2.1. Analysis and selection of risk factors
2.1.1. Analysis of FNOF risk factors
OP is usually characterized by decreased bone mass and degenerative changes in microstructure, which results in loose texture, reduced support strength, increased brittleness and high vulnerability to external forces. According to the research, the occurrence of OP is related to the patient's gender, race, family genetics, medication status, physical status (weight, height, exercise ability, etc.), nutritional status (occurrence of vitamin C, D, calcium, protein deficiency) and living habits (smoking, drinking, long-term caffeine drinking, physical activity frequency, etc.) [17]. Female patients are also closely related to menopause. At the same time, long-term use of steroids (such as glucocorticoids), anticoagulants (such as heparin), diuretics and/or anticonvulsants, or the occurrence of diabetes, thyroid dysfunction, cystinuria and/or other diseases also makes them prone to OP.
The occurrence of OP is the main cause of FNOF, but, at the same time, FNOF is affected by the quality and mechanical structure of the femoral neck itself. In the early stage, there are mainly phenomena such as bone mass reduction and bone microstructure degradation. Patients are vulnerable to external forces or sudden changes in daily activities. Among them, bone loss is mainly manifested by abnormal loss of the bone minerals and matrix. The degeneration of bone microstructure is manifested by the loose fracture of bone trabeculae. The patient's weight, history of falls, whether the hip joint is deformed (coxa vara or coxa valgus), history of hip joint trauma and other factors reflect the changes in the mechanical structure of the patient's hip joint. Generally, the greater the patient's weight, the greater the force on the femoral head, but some studies have shown that patients with heavier weight are usually stimulated by their own weight, and their bone mass is relatively more [18]. Therefore, it should be comprehensively evaluated in combination with their weight and patient bone mass. The femoral neck stem angle (FNSA) refers to the angle between the longitudinal axis of the femoral shaft and the inner and lower parts of the femoral neck axis; it can affect the force transmission during exercise. It is normally between 110° and 140°, and can gradually decrease with age [19]. When less than or greater than the normal range, it is manifested as coxa vara or coxa valgus, respectively, and thus changes the mechanical structure of the femoral neck; for example, hip varus can reduce the number of compressive and pressure-resistant bone trabeculae in the femoral neck, thereby increasing the hidden danger of FNOF.

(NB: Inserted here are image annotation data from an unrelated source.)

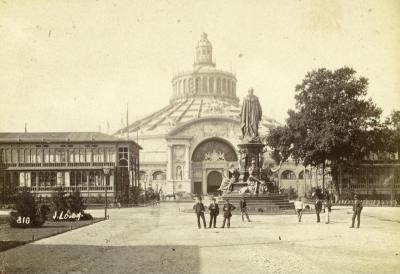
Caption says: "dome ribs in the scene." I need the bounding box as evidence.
[175,98,196,123]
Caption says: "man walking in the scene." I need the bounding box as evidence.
[221,199,235,228]
[208,198,219,228]
[315,197,322,223]
[324,195,332,224]
[350,195,363,228]
[240,197,251,222]
[193,197,207,229]
[294,197,304,223]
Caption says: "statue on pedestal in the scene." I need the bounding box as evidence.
[239,88,262,142]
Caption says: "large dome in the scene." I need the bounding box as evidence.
[116,33,278,136]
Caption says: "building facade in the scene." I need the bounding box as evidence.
[115,33,278,194]
[0,132,141,203]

2.1.2. Selection of FNOF assessment factors
Thirteen items were selected and included in the FNOF assessment factor set based on expert argumentation. As shown in Table 2, for the analysis of FNOF risk factors, gender, family genetic history of OP, body mass index (BMI), exercise ability, nutritional status, living habits, exercise habits, medication history, past medical history, fall history, development status, trauma history and femoral neck quality grade were selected as evaluation factors.
Among them, the sex factor can be used to indirectly reflect estrogen level; BMI was used to evaluate the compression degree of the femoral neck of the subjects. Exercise ability, fall history, motor system trauma history, hip joint development status, etc., reflect the subject's motor system development mechanism and previous injury status. The nutritional status, living habits and exercise habits were used to evaluate the bone development of subjects. Patients with vitamin C, D, calcium and/or protein deficiency are prone to bone demineralization and reduced bone density. Studies have shown that long-term drinking and smoking can lead to BMD reduction [20]. However, regarding people who regularly drink coffee and soda for a long time, caffeine and carbonic acid intake tend to lead to an average 3.7% lower femur and tibia BMD and an average 5.4% lower BMD in the triangle area. Long-term use of steroid hormones, anticoagulants, diuretics and anticonvulsants has been recognized as a clinical risk for inducing OP. At the same time, clinical studies have shown that diabetes, thyroid dysfunction, cystinuria and other diseases are related to the occurrence of OP [21]. BMD, the compressive strength index (CSI) of femoral neck and bone geometric parameters are commonly used in clinical practice to reflect the quality grade of the femur. According to research reports, the CSI can comprehensively reflect the degree of OP of the femoral neck by integrating BMD and major bone geometric parameters, that is, the ability to resist fracture, so as to enable evaluation of the threshold of external force before fracture; it can improve the reliability of OP and prediction. Therefore, FNOF risk assessments need to combine the above multi-factor comprehensive assessment.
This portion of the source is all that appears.